Francesca Pierantozzi per "il Messaggero"
maurizio di marzio
Sempre introvabile e, da mezzanotte di ieri, libero. Maurizio Di Marzio il decimo nome sulla lista degli ex terroristi che l'Italia ha chiesto di estradare dalla Francia sarà probabilmente cancellato: la data della prescrizione, 10 maggio, è passata e da oggi potrebbe tornare libero cittadino, libero di rientrare a lavoro al suo ristorante a Parigi, la Taverna Baraonda, di riprendere a suonare la batteria col suo gruppo. Libero in teoria anche di tornare in Italia.

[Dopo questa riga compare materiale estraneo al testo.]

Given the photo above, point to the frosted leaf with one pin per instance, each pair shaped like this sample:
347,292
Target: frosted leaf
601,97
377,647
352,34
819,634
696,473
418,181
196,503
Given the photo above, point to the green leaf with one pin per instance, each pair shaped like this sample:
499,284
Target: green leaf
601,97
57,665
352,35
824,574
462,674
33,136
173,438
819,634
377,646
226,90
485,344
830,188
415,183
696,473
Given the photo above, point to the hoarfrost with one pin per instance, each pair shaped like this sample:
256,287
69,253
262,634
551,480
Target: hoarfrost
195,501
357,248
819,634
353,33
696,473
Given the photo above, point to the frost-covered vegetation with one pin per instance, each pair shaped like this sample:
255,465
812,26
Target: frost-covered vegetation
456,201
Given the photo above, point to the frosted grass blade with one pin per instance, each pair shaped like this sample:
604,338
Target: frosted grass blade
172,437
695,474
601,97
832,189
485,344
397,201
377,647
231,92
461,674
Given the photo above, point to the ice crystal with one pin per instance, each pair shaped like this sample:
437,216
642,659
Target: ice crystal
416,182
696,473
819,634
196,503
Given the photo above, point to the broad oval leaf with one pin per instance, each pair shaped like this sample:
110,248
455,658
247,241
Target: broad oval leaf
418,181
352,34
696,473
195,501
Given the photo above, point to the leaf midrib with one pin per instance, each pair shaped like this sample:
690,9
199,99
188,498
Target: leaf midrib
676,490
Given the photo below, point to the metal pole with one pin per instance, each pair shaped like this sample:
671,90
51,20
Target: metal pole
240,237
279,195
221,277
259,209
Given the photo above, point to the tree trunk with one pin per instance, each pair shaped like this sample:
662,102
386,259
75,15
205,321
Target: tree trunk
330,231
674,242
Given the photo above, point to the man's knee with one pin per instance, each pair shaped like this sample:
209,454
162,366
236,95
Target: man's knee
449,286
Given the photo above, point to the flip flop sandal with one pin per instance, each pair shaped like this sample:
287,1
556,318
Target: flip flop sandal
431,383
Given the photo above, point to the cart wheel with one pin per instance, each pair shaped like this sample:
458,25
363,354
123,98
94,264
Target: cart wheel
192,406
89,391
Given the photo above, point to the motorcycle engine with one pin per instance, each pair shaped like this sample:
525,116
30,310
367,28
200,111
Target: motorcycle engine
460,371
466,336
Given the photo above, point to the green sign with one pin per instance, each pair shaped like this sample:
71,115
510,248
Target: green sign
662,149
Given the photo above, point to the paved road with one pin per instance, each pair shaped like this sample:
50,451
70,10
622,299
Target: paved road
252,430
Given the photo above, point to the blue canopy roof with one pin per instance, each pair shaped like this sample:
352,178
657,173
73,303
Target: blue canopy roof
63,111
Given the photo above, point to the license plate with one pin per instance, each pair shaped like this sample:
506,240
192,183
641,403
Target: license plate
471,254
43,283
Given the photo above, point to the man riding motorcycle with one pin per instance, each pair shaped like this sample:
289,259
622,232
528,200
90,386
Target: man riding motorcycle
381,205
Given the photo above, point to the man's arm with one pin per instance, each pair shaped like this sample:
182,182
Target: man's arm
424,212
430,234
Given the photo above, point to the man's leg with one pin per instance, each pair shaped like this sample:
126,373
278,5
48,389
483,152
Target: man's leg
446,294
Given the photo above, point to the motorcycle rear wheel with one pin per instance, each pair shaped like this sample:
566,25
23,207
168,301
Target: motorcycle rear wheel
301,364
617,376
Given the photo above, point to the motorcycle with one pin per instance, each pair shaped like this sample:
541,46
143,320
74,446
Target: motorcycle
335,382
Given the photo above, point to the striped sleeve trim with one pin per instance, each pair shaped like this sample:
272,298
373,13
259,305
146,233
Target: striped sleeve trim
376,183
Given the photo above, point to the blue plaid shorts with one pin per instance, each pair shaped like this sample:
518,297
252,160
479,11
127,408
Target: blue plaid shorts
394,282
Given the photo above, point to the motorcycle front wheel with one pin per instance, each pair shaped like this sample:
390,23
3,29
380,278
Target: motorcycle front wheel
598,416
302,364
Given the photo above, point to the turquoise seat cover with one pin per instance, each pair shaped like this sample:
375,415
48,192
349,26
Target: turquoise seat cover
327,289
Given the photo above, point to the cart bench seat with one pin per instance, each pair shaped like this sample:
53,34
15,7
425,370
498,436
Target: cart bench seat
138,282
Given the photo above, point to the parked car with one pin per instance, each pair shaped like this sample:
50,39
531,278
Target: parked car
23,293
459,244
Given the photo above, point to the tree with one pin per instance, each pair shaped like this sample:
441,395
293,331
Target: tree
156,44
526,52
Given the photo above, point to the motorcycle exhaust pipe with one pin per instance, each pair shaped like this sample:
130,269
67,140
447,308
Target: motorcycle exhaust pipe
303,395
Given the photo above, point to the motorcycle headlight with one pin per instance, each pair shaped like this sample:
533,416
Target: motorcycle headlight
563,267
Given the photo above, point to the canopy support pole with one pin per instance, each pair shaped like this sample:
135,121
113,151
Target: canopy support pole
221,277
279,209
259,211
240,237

Di Marzio, 60 anni, ex Brigate Rosse, non si era fatto trovare all'alba del 28 aprile, quando è scattata l'operazione Ombre rosse per riportare in Italia dieci fuoriusciti degli anni di piombo. Altri due assenti quel mattino, Raffaele Ventura e Luigi Bergamin, si erano però presentati spontaneamente il giorno dopo davanti al magistrato della Corte d'Appello.
bergamin
A Di Marzio, condannato a 14 anni per il tentato sequestro del vice capo della Digos Nicola Simone nell'82, restavano da scontare 5 anni e nove mesi. La prescrizione potrebbe salvare anche Bergamin, 73 anni, ex membro dei Pac, i Proletari Armati per il Comunismo, il gruppo di Cesare Battisti: era stato condannato nell'88 a 26 anni di carcere per concorso morale negli omicidi del maresciallo Antonio Santoro e dell'agente della Digos Andrea Campagna, avvenuti nel 1978 e nel 1978. La condanna era stata poi ridotta a 16 anni e 11 mesi.

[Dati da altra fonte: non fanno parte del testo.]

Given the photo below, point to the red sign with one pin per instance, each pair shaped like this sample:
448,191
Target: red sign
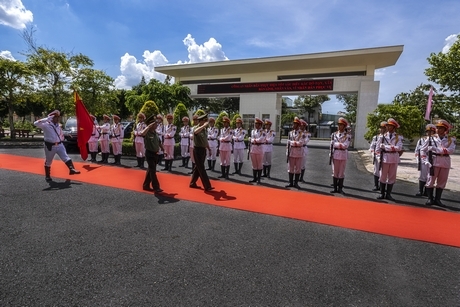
263,87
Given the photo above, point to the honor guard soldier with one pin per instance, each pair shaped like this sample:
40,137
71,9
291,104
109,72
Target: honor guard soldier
213,132
104,139
267,148
53,137
200,145
161,133
238,145
152,146
169,142
295,142
423,168
185,142
256,150
303,129
389,147
139,140
340,140
437,153
192,135
116,139
225,147
93,140
375,158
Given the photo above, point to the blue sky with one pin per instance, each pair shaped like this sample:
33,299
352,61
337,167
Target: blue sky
128,38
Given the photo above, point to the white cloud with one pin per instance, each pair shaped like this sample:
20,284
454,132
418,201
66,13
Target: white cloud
7,55
210,51
132,70
14,14
450,40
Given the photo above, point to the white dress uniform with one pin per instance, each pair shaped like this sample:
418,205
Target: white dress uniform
441,146
185,141
213,133
305,153
117,141
93,141
139,140
238,148
160,131
168,145
257,153
53,137
185,144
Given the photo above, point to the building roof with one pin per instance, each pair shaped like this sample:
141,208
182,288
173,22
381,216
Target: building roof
379,57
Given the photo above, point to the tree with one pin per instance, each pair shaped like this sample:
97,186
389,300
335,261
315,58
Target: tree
15,80
445,68
150,108
443,106
179,113
95,89
54,72
219,119
166,95
408,117
233,121
351,105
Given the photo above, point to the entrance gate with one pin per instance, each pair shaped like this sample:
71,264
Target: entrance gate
260,83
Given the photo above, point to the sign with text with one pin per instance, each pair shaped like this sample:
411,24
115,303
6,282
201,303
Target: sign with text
263,87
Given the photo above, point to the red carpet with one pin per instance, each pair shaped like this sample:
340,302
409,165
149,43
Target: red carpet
399,221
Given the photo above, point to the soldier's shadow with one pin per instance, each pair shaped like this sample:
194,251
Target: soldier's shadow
220,195
53,185
90,167
166,198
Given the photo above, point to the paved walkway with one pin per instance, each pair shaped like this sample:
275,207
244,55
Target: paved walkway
407,169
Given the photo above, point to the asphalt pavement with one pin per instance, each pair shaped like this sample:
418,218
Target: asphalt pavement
75,244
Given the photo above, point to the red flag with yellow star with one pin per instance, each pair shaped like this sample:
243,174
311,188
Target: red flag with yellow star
84,126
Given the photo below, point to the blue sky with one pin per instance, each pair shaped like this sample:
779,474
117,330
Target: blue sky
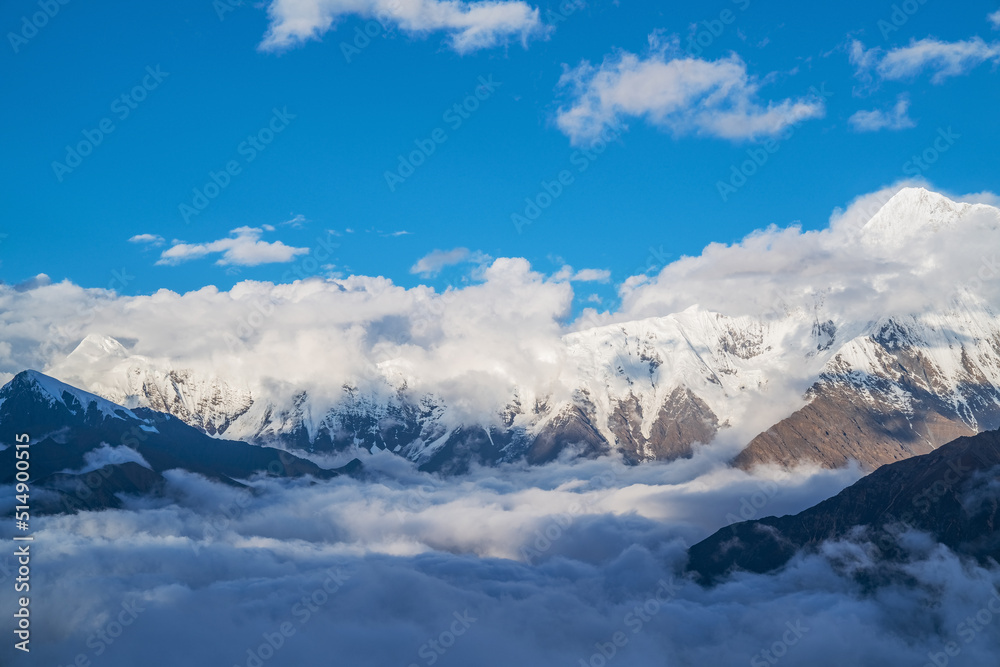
836,101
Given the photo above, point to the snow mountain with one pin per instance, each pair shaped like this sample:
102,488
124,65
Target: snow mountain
803,382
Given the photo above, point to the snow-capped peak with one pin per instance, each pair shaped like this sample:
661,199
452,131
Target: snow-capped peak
96,346
56,392
913,211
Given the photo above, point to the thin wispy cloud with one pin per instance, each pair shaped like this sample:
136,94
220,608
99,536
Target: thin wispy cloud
244,247
148,239
939,58
434,262
297,221
677,93
469,26
874,120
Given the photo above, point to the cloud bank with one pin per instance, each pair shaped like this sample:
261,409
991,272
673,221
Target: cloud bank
896,118
531,567
243,248
942,59
470,26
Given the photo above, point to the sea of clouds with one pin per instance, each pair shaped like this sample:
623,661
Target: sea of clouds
543,566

La sua prescrizione è scattata l'8 aprile. È comunque restato sulla lista dei dieci da estradare - a differenza di Ermenegildo Marinelli, prescritto nel 2020, tornato libero - perché la Procura di Milano ha chiesto e ottenuto il 30 marzo dalla giudice di sorveglianza di dichiararlo «delinquente abituale», cosa che ha un effetto sospensivo sulla prescrizione.
LUIGI BERGAMIN
DELINQUENTE ABITUALE Davanti alla Corte d'Assise di Milano, ieri, i legali di Bergamin hanno sostenuto la non validità del provvedimento, in quanto, avvenuto fuori tempo massimo: «La dichiarazione di delinquenza abituale diventa definitiva dopo quindici giorni dal deposito della decisione hanno spiegato e dunque sarebbe diventata irrevocabile il 14 aprile, ma nel frattempo, l'8 aprile, la pena si è prescritta». La corte si pronuncerà tra quattro giorni.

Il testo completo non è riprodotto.